Financial institutions targeting Israel is unacceptable

One of the culture wars gaining ground is the soft boycott of certain companies.

Smartphone with webpage of American financial-services company Morningstar Inc. on screen in front of the logo, Feb. 6, 2022. Credit: T. Schneider/Shutterstock.
Smartphone with webpage of American financial-services company Morningstar Inc. on screen in front of the logo, Feb. 6, 2022. Credit: T. Schneider/Shutterstock.
Robert Rubin. Credit: Courtesy.
Robert Rubin
Robert Rubin is the founder and president of Rubin Wealth Management. He can be reached at: bob@rubinwa.com.

Throughout my 35-year career in the financial services field, I’ve seen it all. Clients making and losing millions, major institutions with billions in assets going belly up in less than 24 hours due to endless mergers, and acquisitions to bull and bear markets. But what isn’t acceptable is when financial institutions meddle in culture wars and social-justice issues.

Last time I checked, a financial institution’s mission is related to money and finances, not culture wars and whatever the soup du jour is for social justice. I don’t want my clients’ accounts to decline because some far-left marketing manager pulls a “Bud Light.”

One of the culture wars gaining ground in financial institutions is the soft boycott of Israeli companies.

Just last week, Morgan Stanley, one of the world’s largest brokerage houses and investment banks, lowered Israel’s sovereign credit rating to a “dislike stance” while Moody’s warned of a “significant risk” that political and social tensions will lead to “negative consequences for Israel’s economy and security situation.”

Did Morgan Stanley do the same to America’s sovereign credit rating as Black Lives Matter protesters burned cities to the ground, causing billions of dollars of damage? Or to the Islamic Republic of Iran’s sovereign credit rating this year on the heels of the regime in Tehran executing more than 600 Iranian innocent citizens on trumped-up charges?

No, they didn’t. But because the Israeli people are having peaceful protests regarding judicial reform, major financial institutions have fired shots across the bow of Israel’s government with the adjustments to their sovereign credit rating.

While the actions I referenced above are deeply troubling, one of the most high-profile antisemitic situations over the past year was regarding Morningstar targeting Israeli companies. Morningstar has waded into the territory of boycotting companies in the State of Israel.
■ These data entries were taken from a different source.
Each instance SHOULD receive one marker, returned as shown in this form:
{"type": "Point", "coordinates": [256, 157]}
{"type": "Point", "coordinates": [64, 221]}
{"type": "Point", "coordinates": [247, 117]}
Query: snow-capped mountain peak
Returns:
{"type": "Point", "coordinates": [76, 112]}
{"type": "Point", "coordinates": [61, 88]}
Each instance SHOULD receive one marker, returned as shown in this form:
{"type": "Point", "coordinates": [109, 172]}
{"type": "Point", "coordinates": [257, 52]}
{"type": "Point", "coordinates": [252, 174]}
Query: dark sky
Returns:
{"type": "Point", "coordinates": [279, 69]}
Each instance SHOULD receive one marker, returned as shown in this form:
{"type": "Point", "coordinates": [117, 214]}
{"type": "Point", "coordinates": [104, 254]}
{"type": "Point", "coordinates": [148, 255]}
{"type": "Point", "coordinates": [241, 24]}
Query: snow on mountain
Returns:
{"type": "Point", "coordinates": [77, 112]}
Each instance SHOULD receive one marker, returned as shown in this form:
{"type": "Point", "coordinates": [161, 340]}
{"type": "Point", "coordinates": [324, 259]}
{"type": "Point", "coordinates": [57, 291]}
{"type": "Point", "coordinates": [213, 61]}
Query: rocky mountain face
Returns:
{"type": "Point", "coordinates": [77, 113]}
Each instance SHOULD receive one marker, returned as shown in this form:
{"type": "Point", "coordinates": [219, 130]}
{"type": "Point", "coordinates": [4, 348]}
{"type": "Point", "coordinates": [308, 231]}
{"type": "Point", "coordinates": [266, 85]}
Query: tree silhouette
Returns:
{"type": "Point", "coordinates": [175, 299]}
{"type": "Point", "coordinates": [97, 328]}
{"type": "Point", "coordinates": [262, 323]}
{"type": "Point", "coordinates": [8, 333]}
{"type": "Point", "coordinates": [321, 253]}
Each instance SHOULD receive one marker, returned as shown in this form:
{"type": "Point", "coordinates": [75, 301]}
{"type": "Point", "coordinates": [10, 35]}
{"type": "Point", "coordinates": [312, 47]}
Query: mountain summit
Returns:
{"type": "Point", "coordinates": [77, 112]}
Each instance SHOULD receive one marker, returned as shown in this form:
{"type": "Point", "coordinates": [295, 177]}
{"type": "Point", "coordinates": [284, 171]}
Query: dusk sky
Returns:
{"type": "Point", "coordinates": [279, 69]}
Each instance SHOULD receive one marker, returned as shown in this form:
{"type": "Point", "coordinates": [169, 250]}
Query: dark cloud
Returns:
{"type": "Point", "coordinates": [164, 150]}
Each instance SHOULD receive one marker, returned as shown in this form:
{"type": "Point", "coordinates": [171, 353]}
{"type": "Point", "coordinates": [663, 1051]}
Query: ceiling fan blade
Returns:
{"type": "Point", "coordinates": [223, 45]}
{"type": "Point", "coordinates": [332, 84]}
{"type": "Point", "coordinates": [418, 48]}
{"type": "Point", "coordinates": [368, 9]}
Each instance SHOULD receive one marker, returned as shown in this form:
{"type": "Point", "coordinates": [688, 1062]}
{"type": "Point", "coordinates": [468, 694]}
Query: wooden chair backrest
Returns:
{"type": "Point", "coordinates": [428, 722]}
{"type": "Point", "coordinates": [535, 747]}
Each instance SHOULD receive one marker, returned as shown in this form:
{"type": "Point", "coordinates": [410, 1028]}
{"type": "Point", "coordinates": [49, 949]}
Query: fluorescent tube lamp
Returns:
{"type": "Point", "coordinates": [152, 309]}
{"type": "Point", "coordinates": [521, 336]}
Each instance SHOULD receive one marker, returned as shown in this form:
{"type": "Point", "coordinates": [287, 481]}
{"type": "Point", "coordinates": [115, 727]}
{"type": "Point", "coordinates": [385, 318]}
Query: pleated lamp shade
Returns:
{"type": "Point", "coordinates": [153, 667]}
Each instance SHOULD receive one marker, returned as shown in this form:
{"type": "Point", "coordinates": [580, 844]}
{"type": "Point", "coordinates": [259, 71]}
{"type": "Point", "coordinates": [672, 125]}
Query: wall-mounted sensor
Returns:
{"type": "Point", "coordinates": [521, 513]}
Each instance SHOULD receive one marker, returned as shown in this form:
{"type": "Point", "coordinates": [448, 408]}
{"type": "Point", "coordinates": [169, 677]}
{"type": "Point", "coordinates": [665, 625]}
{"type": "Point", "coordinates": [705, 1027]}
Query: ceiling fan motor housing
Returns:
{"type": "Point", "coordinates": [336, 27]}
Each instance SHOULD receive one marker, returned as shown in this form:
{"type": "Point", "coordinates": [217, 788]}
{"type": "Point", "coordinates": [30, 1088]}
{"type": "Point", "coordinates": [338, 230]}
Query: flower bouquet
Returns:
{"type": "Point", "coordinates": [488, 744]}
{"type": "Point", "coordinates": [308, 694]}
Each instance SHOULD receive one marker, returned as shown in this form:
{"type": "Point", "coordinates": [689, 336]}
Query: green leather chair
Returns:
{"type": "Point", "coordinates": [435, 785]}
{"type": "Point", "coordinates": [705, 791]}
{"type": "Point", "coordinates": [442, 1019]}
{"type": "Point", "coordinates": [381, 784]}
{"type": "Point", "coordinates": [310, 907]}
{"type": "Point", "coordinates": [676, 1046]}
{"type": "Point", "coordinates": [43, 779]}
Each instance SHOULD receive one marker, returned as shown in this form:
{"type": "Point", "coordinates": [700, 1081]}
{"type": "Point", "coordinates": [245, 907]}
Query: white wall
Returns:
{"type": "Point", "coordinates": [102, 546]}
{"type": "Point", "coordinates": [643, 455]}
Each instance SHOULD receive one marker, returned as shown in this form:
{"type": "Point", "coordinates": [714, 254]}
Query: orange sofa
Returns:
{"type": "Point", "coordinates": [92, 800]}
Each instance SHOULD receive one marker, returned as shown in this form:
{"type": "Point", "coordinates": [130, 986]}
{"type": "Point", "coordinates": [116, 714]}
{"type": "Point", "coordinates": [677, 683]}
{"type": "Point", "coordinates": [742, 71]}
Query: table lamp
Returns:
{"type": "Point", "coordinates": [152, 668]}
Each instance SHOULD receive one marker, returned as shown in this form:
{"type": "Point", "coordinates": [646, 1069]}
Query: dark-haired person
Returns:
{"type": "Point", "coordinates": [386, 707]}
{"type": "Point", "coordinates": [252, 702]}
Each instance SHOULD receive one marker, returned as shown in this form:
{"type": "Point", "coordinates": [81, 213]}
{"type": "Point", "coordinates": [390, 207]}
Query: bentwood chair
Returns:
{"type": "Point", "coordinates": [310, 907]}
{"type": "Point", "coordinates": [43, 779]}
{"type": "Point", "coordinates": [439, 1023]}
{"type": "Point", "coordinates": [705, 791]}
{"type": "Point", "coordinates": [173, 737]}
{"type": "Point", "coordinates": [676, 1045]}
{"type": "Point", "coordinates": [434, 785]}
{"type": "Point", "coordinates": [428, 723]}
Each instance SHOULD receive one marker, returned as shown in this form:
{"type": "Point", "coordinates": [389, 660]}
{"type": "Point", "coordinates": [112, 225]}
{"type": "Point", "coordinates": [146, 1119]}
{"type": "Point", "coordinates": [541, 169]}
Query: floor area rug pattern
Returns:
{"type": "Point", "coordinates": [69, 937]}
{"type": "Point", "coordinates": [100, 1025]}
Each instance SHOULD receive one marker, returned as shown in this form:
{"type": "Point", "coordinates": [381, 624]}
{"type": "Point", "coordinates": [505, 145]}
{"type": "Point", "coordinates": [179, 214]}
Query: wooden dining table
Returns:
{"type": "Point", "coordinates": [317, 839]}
Throughout my career, I have and will continue to proudly support the world’s only Jewish nation: the State of Israel, aka the Startup Nation.

I am deeply disturbed that Morningstar, a global financial services company that provides independent investment research, data and analysis to investors and financial professionals, continues to target Israeli companies while they turn a blind eye to the wrongdoings of countries such as China or the Islamic Republic of Iran.

So here’s a quick primer on the last year or so regarding Morningstar and Israeli companies.

In October 2022, Morningstar announced new, additional measures to address the anti-Israel bias concerns raised by Jewish groups in America regarding Sustainalytics’ ESG research products. Sadly, they were slow to implement these “additional measures.”

A February 2023 article in The Washington Free Beacon reported that the financial ratings giant Morningstar has failed to follow through on promises to eradicate anti-Israel bias from its corporate ratings system, and is still blacklisting companies that work with Israel.

While Morningstar said last year that it initiated a company-wide process to eradicate anti-Israel bias, Motorola Solutions and Elbit Systems, along with other Israeli companies, remained on the watchlist for their work with Israel’s security sector, according to an analysis reviewed by the Beacon that summarized updated ratings by Morningstar and Sustainalytics. Both companies provide counterterrorism surveillance technology that helps the Jewish state combat terrorism.

Sustainalytics, a subsidiary of Morningstar, rates companies based on Environmental, Social and Corporate (ESG) governance guidelines.

In a recent speech to the group Christians United for Israel, Florida Gov. Ron DeSantis said: “We [Florida] also have stood strongly as a state against the BDS [Boycott, Divest, and Sanction Israel] movement. Now what they’re trying to do is they’re trying to smuggle anti-Israel policies into the so-called ESG criteria. First of all, ESG is a total fraud, and we’ve kneecapped it in the state of Florida.”

I’m glad my governor has taken a strong stance on this issue because billions, if not trillions, of dollars flow through ESG-related assets. In this case, Morningstar’s attempt to redirect those capital flows away from Israel-connected companies is a direct economic attack on Israel.

From Morgan Stanley to Morningstar, there is an unjust obsession with singling out the world’s only Jewish state. Singling it out is clearly antisemitism, and as a financial services professional, I think it would be best if they would go back to their core competency of serving clients, helping them manage their money instead of wading into culture wars.

The opinions and facts presented in this article are those of the author, and neither JNS nor its partners assume any responsibility for them.